Criticizing our homeland is not important in order to bring up drama. It’s not done in the spirit of trying to fling trash everywhere and make yourself sound somehow better and feel superior in the process. It’s about revealing the truth about what this country is so that we can change it. Baldwin believed that without the lie, we can fix our country.

Glaude continues:

“I would like us to do something unprecedented,” Baldwin wrote in 1967, “to create ourselves without finding it necessary to create an enemy.” In interviews with leading magazines, on television shows and in speeches across the globe, he had relentlessly deconstructed America’s race problem as, at its root, a fundamentally moral question with implications for who we take ourselves to be. Sure, policy mattered. Power mattered. But in the end, for Jimmy, what kind of human beings we aspired to be mattered more.

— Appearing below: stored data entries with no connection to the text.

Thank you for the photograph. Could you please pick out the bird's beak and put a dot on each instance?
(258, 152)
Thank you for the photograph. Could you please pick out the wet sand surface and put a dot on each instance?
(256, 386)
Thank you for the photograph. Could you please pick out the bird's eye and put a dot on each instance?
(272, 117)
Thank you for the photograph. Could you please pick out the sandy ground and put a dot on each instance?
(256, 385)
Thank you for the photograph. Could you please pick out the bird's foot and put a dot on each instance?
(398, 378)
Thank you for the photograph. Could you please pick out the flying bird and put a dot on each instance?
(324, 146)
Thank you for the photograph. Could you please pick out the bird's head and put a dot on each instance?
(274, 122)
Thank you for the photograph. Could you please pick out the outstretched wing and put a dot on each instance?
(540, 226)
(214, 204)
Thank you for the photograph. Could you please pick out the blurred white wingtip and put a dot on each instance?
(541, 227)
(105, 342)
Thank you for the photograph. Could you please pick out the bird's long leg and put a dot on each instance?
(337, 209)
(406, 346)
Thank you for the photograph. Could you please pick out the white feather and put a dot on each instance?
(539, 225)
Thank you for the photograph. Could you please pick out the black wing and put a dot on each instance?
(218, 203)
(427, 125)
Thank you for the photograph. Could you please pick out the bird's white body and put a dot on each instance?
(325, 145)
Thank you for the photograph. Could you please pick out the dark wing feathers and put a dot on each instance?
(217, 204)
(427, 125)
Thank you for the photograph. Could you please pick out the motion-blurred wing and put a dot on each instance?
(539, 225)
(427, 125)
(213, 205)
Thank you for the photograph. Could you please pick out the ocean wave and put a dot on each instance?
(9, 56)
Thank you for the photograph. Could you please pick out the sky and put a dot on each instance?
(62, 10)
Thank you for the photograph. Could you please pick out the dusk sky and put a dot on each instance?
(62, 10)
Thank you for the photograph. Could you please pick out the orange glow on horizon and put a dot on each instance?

This is what Black Lives Matter asks of us, I realize now. It asks who we are in order to fix who we want to be.

Throughout the book, Glaude takes Baldwin’s writing from the 60’s and 70’s and then applies them to our present moment. Baldwin is hopeful at times, broken and angry and relentless in others. But goddamn I adore every moment of his writing.

Like this part, which I hope to etch into my memory, where Baldwin wrote about the murder of Martin Luther King:

Perhaps even more than the death itself, the manner of his death has forced me into a judgement concerning human life and human beings which I have always been reluctant to make....Incontestably, alas, most people are not, in action, worth very much; and yet, every human being is an unprecedented miracle. One tries to treat them as the miracles they are, while trying to protect oneself against the disasters they’ve become.

Glaude’s book is a celebration of Baldwin’s work and life, and a plea for white people like myself to confront the lie that is at the root of all our problems. And it’s the best dang book I’ve read all year.